Donatello on Orford Lane is the long-standing local Italian, popular for good reason, open evenings through the week and lunchtimes at the weekend. Caffe Caruso on Horsemarket is the lighter, friendlier daytime Italian, with longer hours on Thursdays through Saturdays. For pub food and atmosphere, the Barley Mow on Old Market Place has been a pub since 1561, making it the oldest in Warrington and a contender for one of the oldest anywhere in Cheshire. The Friar Penketh on Friars Gate is the dependable JD Wetherspoons. The Botanist on Time Square is the modern pub-bistro with late hours. For a longer walk, the Trans Pennine Trail comes through town along the St Helens Canal towpath, loops south along the Manchester Ship Canal to Latchford Locks, and heads east through Lymm; you can pick it up almost anywhere along the river. Cyclists looking for a rest stop should aim for the Ferry Tavern at Penketh, on the narrow ribbon of land between the Mersey and the canal.

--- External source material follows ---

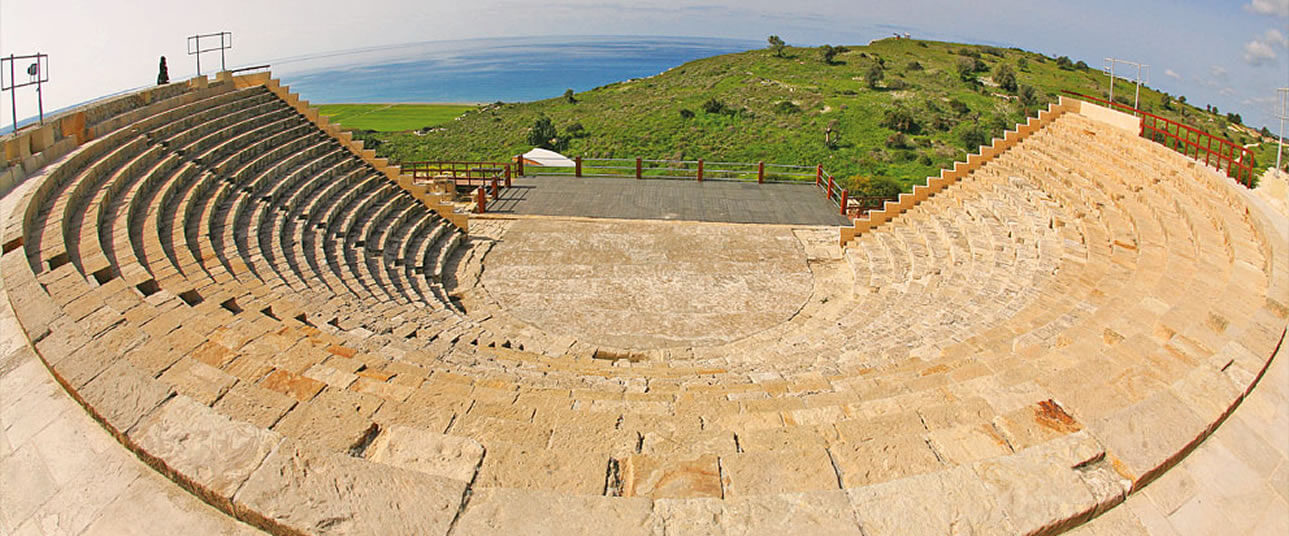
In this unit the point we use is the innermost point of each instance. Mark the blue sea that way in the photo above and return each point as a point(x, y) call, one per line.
point(489, 70)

Quieter Corners Worth Finding

St Mary's Roman Catholic Church on Smith Street is a Pugin building of 1877, an elegant counterweight to the heavier civic architecture nearby. Victoria Park on Knutsford Road, half a mile southeast of the centre, is a pleasant riverside park with playing fields and the ASICS Stadium athletics track; it hosts the Neighbourhood Weekender music festival each May bank holiday. The Warrington Transporter Bridge, west of Bank Quay station, is the last railway transporter bridge in the world, a Grade II* listed industrial relic with a 200-ft span; it was built in 1915 to move railway wagons between two halves of the Crosfield soap and chemical works. It is mostly derelict but visually unmistakable. Risley Moss east of town is a restored peat-bog nature reserve on the site of a wartime munitions factory. Sankey Valley Park threads south of town along the canal and the river, a long narrow strip good for jogging or cycling, with the old St Helens Canal still recognisable through the trees.

Going Onward

Knutsford is the next stop south for anyone curious about old Cheshire market towns. Quarry Bank Mill in Styal is a preserved cotton mill and estate near Manchester Airport, well worth a half-day. Chester sits about half an hour southwest, with intact medieval walls and a cathedral. And both Liverpool and Manchester are about sixteen miles away in opposite directions, easy day trips by train. But before you leave Warrington, find the Golden Gates outside the Town Hall: ornate Victorian wrought iron, painted bright gold, originally cast for the Sandringham estate, rejected by Queen Victoria as too gaudy, and rerouted here. The town's nickname for itself is the place that bought the gates the Queen would not have.

From the Air

Warrington sits at 53.39N, 2.60W on the north bank of the Mersey, between Manchester and Liverpool. From the air, the town is framed by the M62 to the north, the Manchester Ship Canal to the south, and the M6 cutting north-south to the east. Three or four bridges cross the Mersey within the town; the Manchester Ship Canal threads west to east through the southern suburbs. The Halliwell Jones Stadium (Warrington Wolves rugby league) sits north of Bank Quay station; the old Warrington Transporter Bridge is visible just west of Bank Quay across the river. Recommended viewing altitude 3,000-5,000 ft for the town's relationship with the rivers and the canal. Nearest airports: Manchester (EGCC) 16 nm east, Liverpool John Lennon (EGGP) 16 nm west, Hawarden (EGNR) 18 nm southwest. Risley Moss nature reserve and the former Burtonwood airbase lie east-northeast of town.